Exactly. When they say

> Unlike with prometheus, however, with Wide Events approach we don’t need to worry about cardinality

This is hinting at the hidden reason why not everyone does it. You have to 'worry' about cardinality because Prometheus is pre-aggregating data so you can visualize it fast, and optimizing storage. If you want the same speed on a massive PB-scale data lake, with an infinite amount of unstructured data, and in the cloud instead of your own datacenters, it's gonna cost you a lot, and for most companies it is not a sensible expense.
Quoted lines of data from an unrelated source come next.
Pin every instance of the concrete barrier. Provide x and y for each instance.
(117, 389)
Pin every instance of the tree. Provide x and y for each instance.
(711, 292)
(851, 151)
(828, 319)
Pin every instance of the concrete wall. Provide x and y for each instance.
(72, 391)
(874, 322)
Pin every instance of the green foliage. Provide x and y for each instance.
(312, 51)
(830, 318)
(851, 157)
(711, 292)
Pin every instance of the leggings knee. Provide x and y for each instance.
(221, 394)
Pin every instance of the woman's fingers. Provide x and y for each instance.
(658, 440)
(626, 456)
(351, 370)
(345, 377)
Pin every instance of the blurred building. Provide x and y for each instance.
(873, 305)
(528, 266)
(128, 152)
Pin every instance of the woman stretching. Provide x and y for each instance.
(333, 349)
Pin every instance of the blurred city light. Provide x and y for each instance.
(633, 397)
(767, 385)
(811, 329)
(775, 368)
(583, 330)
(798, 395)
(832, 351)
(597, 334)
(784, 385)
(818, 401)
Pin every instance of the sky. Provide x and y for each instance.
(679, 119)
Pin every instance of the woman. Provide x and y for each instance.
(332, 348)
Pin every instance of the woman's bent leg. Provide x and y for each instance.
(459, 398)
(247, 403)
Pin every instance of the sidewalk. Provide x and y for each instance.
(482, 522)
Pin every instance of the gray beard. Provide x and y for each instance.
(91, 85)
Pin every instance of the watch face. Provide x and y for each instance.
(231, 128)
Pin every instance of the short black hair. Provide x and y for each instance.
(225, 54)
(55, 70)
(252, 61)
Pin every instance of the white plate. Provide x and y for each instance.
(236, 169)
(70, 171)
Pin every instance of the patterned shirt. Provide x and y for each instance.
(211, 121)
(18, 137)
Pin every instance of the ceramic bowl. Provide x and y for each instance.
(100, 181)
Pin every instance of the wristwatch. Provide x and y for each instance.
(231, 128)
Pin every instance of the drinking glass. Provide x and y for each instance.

It does work at smaller scale though, we once had an in-house system like this that worked well. Eventually user events were moved to MixPanel, and everything else to Datadog, metrics/logs/traces + a migration to OpenTel. It took months and added 2-digit monthly bills, and in the end debugging or resolving incidents wasn't much improved over having instant access to events and business metrics. Whoever figures out a system that can do "wide events" in a cost-effective way from startup to unicorn scale will absolutely make a killing.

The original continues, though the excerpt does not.